Practical 9 Pipelined hazard resolution
Objectives
This section is not a list of tasks for you to do. It is a list of skills you will have or things you will know after you complete the practical.
Following completion of this practical you should be able to:
- Implement data hazard resolution in a pipelined processor by employing write-before-read, data forwarding, and stalls.
- Use waveform diagrams to debug a pipelined processor implementation with instructions in all stages of the pipe
- Use verilog test benches and a testing framework to test a processor implementation
Guidelines
- Because you will be iteratively adding functionality to one processor module, we strongly recommend that you periodically add and commit your progress to git as a backup.
Time Estimate This practical will take approximately 6-9 hours per student, varying depending on your familiarity with Verilog and the pipelined architecture covered in class.
Preliminary Tasks
You will be working in the same groups as Practical 8, so you should use the same repository: your RISC-V-pipelined-processor repository.
This also means you should be continuing to use the same .mpf file that you created for the last practical.
The general sequence for this practical is (1) try out the tests and see how they work, (2) implement data forwarding, then (3) add stalling.
Run the hazards tests
During this practical, you will gradually be fixing data hazards for R-types until you've fixed them all; then you will look at other types of hazards to fix.
- To begin, open up the file in
test_asm/datahaz/test_datahaz_x2.asmand read the test code (and comments) provided. - (Q) On the worksheet, answer the first question about the need for forwarding in a pipelined processor.
- Open up the
tb_Pipe_hazards.vtest bench and scroll to the bottom. Notice there are a sequence of test tasks commented out, much like in the last practical and the first one (test_no_hazard_detection()) is the only one uncommented. - Scroll up to the implementation of
test_no_hazard_detection()and observe that it (and many other tasks) simply check that the final states of the registers are correct.

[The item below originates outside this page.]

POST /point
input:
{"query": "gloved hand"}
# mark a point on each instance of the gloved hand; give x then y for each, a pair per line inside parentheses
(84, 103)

Answer the question in the worksheet about these tests. - Review
check_data_hazard_general()to ensure it will work (work does not mean pass it just means that you understand the code and see where it will fail in your current implementation) with your pipelined processor implementation. It uses the same shortcuts inpipeline_test_tools.vhthat you may have edited for Practical 8, so hopefully there won't be much to change. - Open the ModelSim project you created for Practical 8 and add
tb_Pipe_hazards.vto the project. Compile it and simulate this test bench. Fix any bugs or errors until you can gettest_no_hazard_detection()to pass its test. (Note: that you may not pass this test if you already have implemented the write-then-read behavior. Consider your answer to the 1.4 question on the worksheet.)
Write then read
- Once you've passed the
check_data_hazard_general()tests, comment it out in the test bench's main initial block. - In that same initial block, uncomment the
test_write_then_read_hazard_detection()task and the call toCLEAR_PIPE()that follows it. (See comments in that block) - Compile and run the test bench in ModelSim. It might fail if you've not implmented write-before-read in your datapath. That's ok!
- Figure out how to make your reg file write before it reads
- hint: consider when you should write to the register file so it can be read at the right time (but before the pipeline stage registers get written).
- Once you get this test to pass, answer the next question on the worksheet:
Describe the process you plan to follow to incrementally address data hazards in your pipeline for R-type instructions. If you’re not sure what process to follow, review the comments in the ASM file (
test_datahaz_x2.asm) and the Test Bench (tb_Pipe_hazards.v).
Data forwarding
-
Uncomment the next test in the test bench (
test_WB_to_EX_fwd()) and compile then run the test bench again. -
(Q) On the worksheet, write some pseudocode that describes how you will detect the need to forward data to one of the two register operands (A or B) when an instruction in EX needs data from WB.
Recall that forwarding happens when there is a data hazard between a register being written by one instruction and a second instruction that reads the same register before the writer puts it in the register file. We pass this "to be written" data from one pipeline stage to another to compensate for the fact that the writing happens too late when these two instructions are too close together in the pipeline.

-
Create forwarding unit module and add it to your Processor.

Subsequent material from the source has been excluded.